Chauhan believes the Mangalore incident should be treated as an open-and-shut law-and-order issue. "I really don't understand why we are being so clever and sarcastic about it. These people should be locked up. It's that simple. For me, you have physically assaulted people and broken the law; you should be in jail and it should be a non-bailable offence. He has really got away with murder. It's disgusting."
So with mangalsutras on one hand and pink chaddis on the other, has this degenerated into a war of gimmicks? "I think people have let it degenerate because they want to vent their anger," says Chauhan. "Normal citizens want to do something. How many times will you carry out a candle-lit march? People are simply venting their frustration because the law is not doing anything."
But if Muthalik or his supporters do contest elections, Chauhan believes they are in for defeat. "Every day in advertising we are told that India is the youngest country in the world. I don't know who this guy is appealing to with this agenda. I don't think he is going to win the elections."
Even as scores of pink chaddis made their way to Muthalik's house in Bangalore, some wondered whether the symbol had become bigger than the real issue or if it was a trivialisation.
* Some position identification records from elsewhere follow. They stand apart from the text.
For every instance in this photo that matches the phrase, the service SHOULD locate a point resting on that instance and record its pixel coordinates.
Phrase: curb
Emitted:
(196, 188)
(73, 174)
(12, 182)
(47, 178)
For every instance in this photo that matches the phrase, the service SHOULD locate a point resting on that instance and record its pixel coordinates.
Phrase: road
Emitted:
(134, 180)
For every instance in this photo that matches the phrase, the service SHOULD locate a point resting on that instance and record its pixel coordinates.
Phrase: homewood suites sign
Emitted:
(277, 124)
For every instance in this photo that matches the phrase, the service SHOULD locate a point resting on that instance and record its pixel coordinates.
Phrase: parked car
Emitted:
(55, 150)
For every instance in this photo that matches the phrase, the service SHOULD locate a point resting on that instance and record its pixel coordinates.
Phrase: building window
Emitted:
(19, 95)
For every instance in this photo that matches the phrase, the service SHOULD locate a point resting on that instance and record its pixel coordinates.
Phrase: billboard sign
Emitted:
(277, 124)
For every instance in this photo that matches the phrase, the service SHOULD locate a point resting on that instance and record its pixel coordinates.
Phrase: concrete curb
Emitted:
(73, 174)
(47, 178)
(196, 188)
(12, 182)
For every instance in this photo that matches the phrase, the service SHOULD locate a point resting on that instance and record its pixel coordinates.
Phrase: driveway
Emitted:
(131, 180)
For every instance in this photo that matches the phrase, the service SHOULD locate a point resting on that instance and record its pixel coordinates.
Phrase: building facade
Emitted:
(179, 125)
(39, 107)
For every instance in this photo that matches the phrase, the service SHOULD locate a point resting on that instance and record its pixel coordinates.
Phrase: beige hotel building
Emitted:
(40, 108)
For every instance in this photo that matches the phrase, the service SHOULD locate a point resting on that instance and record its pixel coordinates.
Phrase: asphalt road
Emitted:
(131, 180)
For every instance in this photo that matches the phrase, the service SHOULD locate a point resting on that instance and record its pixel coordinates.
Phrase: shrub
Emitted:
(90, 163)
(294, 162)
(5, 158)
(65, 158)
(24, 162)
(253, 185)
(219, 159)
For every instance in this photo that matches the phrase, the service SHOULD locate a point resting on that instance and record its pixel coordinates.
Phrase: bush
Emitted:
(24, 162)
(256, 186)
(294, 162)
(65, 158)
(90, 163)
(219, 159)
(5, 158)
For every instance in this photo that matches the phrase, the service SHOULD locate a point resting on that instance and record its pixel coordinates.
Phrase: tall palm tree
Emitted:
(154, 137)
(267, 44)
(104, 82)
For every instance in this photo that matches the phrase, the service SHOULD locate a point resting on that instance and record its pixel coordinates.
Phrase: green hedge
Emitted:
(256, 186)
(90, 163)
Lakshmi Lingam, director, R&D, Tata Institute of Social Sciences, disagrees: "All movements that are spontaneous — like the pink chaddi campaign — have used symbols. In this case, women picked up the pink chaddi, an intimate piece of clothing, and threw it on the faces of the perpetrators, saying 'I give a damn'."
In the recent past, a woman in Ahmedabad took to the streets in a bra and panty because police wouldn't take her complaint against her in-laws, who were harassing her for dowry.
In Manipur, some women, in a protest against rape, went naked to army men and asked that they be raped too. "When you bring nudity out in the open, it startles society. The pink chaddi campaign is like that," says Lingam.
The campaign, according to her, sends out a message to all the senas who are out to control women: Don't mess with us. "As it is, there is no single understanding of Indian culture. And women need not be made solely responsible for this so-called Indian culture," she adds.
According to Urvashi Butalia, publisher-writer of Zubaan, the feminist publishing house, the campaign reflects the lack of belief in the system and is not a distraction from women-related issues.
"People who are involved in the campaign might have been aware of the fact that it could lead to laughter. On the other hand, if they had chosen to do something less high profile, they wouldn't have got any attention. Somewhere, you need to find a way to register protest and gain attention," says Butalia.